I am trying to write code for training on multi-GPUs. The code is mainly from the example of ‘Distributed Tensorflow‘. I have changed the code slightly for runing on GPU:
...
tf.train.replica_device_setter(
worker_device="/job:worker/task:%d/GPU:%d" % (FLAGS.task_index, FLAGS.task_index),
cluster=cluster)
...
But after launch the script below:
python model.py train 0.9 0.0001 0.53 ps 0 &> ps.log &
python model.py train 0.9 0.0001 0.53 worker 0 &> worker0.log &
python model.py train 0.9 0.0001 0.53 worker 1 &> worker1.log &
...
it reports:
Traceback (most recent call last): File "model.py", line 175, inserver = tf.train.Server(cluster, job_name = job_name, task_index = task_index) File "/usr/lib/python2.7/site-packages/tensorflow/python/training/server_lib.py", line 147, in __init__ self._server_def.SerializeToString(), status) File "/usr/lib/python2.7/site-packages/tensorflow/python/framework/errors_impl.py", line 519, in __exit__ c_api.TF_GetCode(self.status.status)) tensorflow.python.framework.errors_impl.InternalError: failed initializing StreamExecutor for CUDA device ordinal 2: Internal: failed call to cuDevicePrimaryCtxRetain: CUDA_ERROR_OUT_OF_MEMORY; total memory reported: 11721506816
Seems one MonitoredTrainingSession will occupy all the memory of GPUs.
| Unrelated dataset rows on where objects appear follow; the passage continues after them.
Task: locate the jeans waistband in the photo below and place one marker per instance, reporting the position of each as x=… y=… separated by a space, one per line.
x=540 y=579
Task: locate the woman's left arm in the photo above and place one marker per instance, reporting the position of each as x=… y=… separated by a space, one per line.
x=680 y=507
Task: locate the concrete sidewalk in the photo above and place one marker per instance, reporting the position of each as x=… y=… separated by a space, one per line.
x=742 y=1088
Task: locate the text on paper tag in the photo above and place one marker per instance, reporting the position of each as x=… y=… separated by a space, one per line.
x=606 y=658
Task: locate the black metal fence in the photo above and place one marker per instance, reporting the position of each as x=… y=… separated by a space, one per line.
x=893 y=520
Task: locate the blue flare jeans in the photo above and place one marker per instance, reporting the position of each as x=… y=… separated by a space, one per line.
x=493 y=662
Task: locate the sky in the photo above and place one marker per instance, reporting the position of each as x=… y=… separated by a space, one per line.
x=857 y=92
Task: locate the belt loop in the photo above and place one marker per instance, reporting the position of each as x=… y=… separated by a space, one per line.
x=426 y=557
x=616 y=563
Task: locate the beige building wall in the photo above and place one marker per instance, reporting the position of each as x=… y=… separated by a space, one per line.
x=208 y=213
After search on google, I finally get a solution: ‘CUDA_VISIBLE_DEVICES’.
Firstly, change ‘replica_device_setter’:
...
tf.train.replica_device_setter(
worker_device="/job:worker/task:%d/GPU:0" % FLAGS.task_index,
cluster=cluster)
...
and then use this shell script to launch training processes:
CUDA_VISIBLE_DEVICES=0 python model.py train 0.9 0.0001 0.53 ps 0 &> ps.log &
sleep 1
for i in `seq 0 2`; do
dev=`expr ${i} + 1`
CUDA_VISIBLE_DEVICES=${dev} stdbuf -o0 python model.py train 0.9 0.0001 0.53 worker ${i} &> worker_${i}.log &
sleep 1
done
The ‘ps’ will only use GPU0, ‘worker0’ will only use GPU1, ‘worker1’ will only use GPU2 etc.